No. PD disaggregation requires that a model's server groups are either all prefill/decode pairs or all regular. Mixing `regular` with `prefill`/`decode` in the same model is not supported.

### Q: What happens if `num_gpus` is not divisible by `num_gpus_per_engine`?

For multi-node engines (where `num_gpus_per_engine > num_gpus_per_node`), the division is based on the local GPU count per node. For example, with 8 GPUs/node and `num_gpus_per_engine: 16`, each engine spans 2 nodes.

### Q: Can different server groups within a model use different model paths?

No. All server groups within a model must share the same `model_path`. This is validated during `resolve()`. If you need different models, define them as separate model entries.

### Q: How do I access the router address for a specific model at runtime?

Use `get_model_url(args, "model_name", "/endpoint")` from `slime.rollout.sglang_rollout`. It reads from `args.sglang_model_routers`, which is a dict `{ model_name: (ip, port) }` populated automatically.

### Q: Can I use `--sglang-config` without training (inference only)?

While `--sglang-config` is designed for slime's training loop, you can effectively use it for inference-only scenarios by configuring a rollout-only run. For fully standalone SGLang serving, consider using SGLang's native `launch_server` directly or the `--rollout-external` mode for connecting to pre-deployed engines.

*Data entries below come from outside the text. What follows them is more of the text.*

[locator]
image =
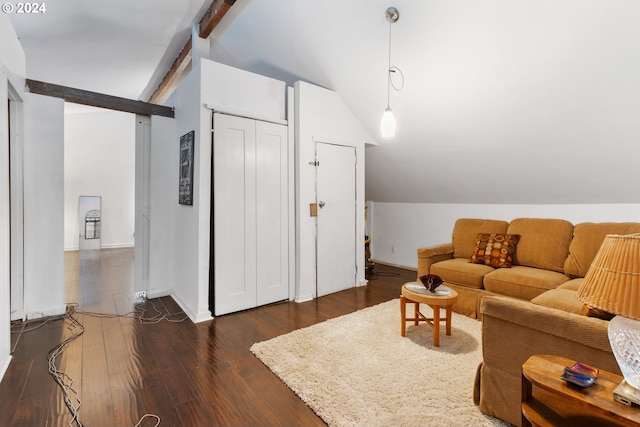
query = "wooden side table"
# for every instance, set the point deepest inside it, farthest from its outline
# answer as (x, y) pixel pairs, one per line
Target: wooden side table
(411, 293)
(554, 402)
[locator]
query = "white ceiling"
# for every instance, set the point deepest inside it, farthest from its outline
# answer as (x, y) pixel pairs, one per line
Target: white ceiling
(112, 47)
(504, 101)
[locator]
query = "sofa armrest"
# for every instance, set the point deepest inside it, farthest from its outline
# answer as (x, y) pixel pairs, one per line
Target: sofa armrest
(514, 330)
(533, 329)
(432, 254)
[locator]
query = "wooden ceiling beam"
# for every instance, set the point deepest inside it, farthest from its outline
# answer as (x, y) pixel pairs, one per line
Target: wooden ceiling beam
(182, 64)
(85, 97)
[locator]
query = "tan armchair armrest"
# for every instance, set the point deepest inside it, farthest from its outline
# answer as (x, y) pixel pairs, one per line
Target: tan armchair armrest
(533, 329)
(432, 254)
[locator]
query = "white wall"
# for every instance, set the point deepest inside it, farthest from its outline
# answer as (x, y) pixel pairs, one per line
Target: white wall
(99, 158)
(321, 115)
(405, 227)
(43, 206)
(12, 73)
(180, 234)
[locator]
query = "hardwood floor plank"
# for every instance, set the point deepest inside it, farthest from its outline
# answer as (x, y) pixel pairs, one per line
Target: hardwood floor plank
(97, 403)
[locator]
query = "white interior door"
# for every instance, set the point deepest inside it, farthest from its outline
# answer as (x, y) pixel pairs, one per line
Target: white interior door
(233, 201)
(250, 213)
(272, 215)
(336, 225)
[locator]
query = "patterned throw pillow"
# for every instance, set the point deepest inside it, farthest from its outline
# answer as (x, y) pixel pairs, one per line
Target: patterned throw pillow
(495, 250)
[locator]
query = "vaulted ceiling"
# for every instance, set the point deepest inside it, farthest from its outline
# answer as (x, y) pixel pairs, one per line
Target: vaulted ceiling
(504, 101)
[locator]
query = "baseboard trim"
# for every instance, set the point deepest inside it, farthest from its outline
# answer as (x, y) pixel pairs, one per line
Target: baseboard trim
(58, 311)
(5, 365)
(195, 317)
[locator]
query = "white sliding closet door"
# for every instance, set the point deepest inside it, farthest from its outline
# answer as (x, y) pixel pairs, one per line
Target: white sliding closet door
(272, 266)
(249, 213)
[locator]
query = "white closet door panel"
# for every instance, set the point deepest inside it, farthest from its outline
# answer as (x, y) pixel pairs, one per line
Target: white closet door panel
(271, 213)
(234, 204)
(336, 225)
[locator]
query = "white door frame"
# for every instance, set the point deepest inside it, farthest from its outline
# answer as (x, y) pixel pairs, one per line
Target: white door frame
(142, 204)
(16, 204)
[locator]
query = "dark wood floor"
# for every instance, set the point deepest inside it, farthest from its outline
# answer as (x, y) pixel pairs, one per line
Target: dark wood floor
(187, 374)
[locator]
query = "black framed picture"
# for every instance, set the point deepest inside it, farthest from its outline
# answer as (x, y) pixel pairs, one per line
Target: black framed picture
(185, 184)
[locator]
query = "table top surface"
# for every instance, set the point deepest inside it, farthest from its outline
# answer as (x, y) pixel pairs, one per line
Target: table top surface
(545, 371)
(442, 296)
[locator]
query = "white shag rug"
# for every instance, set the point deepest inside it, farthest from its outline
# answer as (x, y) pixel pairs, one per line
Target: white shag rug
(356, 370)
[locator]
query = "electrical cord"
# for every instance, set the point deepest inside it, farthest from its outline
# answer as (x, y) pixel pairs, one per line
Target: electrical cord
(64, 381)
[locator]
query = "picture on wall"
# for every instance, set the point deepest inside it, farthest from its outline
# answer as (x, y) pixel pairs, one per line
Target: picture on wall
(185, 185)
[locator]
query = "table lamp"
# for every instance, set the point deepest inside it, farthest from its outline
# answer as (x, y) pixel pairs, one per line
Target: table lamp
(612, 284)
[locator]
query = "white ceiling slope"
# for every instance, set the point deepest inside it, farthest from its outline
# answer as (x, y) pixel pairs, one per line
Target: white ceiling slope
(504, 101)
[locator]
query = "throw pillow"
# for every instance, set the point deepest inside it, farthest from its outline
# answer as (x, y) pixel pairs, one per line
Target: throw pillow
(495, 250)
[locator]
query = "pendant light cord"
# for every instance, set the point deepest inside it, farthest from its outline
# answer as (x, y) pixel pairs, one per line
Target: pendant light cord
(389, 69)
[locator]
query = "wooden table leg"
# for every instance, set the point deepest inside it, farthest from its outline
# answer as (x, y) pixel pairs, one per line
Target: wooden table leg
(436, 325)
(403, 315)
(526, 393)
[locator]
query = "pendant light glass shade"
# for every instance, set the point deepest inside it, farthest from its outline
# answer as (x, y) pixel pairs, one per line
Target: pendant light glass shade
(388, 124)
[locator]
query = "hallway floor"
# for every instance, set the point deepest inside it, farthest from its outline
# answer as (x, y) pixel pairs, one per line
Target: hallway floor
(187, 374)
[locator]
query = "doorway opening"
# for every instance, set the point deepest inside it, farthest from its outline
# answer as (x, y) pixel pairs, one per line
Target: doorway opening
(99, 205)
(336, 266)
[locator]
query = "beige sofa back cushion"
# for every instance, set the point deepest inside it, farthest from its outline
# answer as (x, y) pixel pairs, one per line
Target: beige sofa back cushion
(544, 243)
(465, 232)
(587, 239)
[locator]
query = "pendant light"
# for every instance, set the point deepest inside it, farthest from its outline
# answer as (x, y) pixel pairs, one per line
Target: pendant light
(388, 122)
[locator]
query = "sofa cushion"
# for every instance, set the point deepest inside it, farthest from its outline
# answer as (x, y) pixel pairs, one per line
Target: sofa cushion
(587, 239)
(544, 243)
(573, 284)
(460, 271)
(495, 250)
(466, 230)
(561, 299)
(522, 282)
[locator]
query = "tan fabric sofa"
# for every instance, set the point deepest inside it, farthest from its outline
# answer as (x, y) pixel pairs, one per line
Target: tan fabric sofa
(530, 308)
(550, 252)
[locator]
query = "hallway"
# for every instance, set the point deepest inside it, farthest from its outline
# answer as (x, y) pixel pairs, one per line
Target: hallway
(187, 374)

### Q: What is the relationship between `--sglang-config` and `--prefill-num-servers`?

`--prefill-num-servers` is the legacy way to enable PD disaggregation (it creates a single model with prefill + decode groups). `--sglang-config` is the newer, more flexible approach. They are mutually exclusive. We recommend migrating to `--sglang-config` for all new deployments.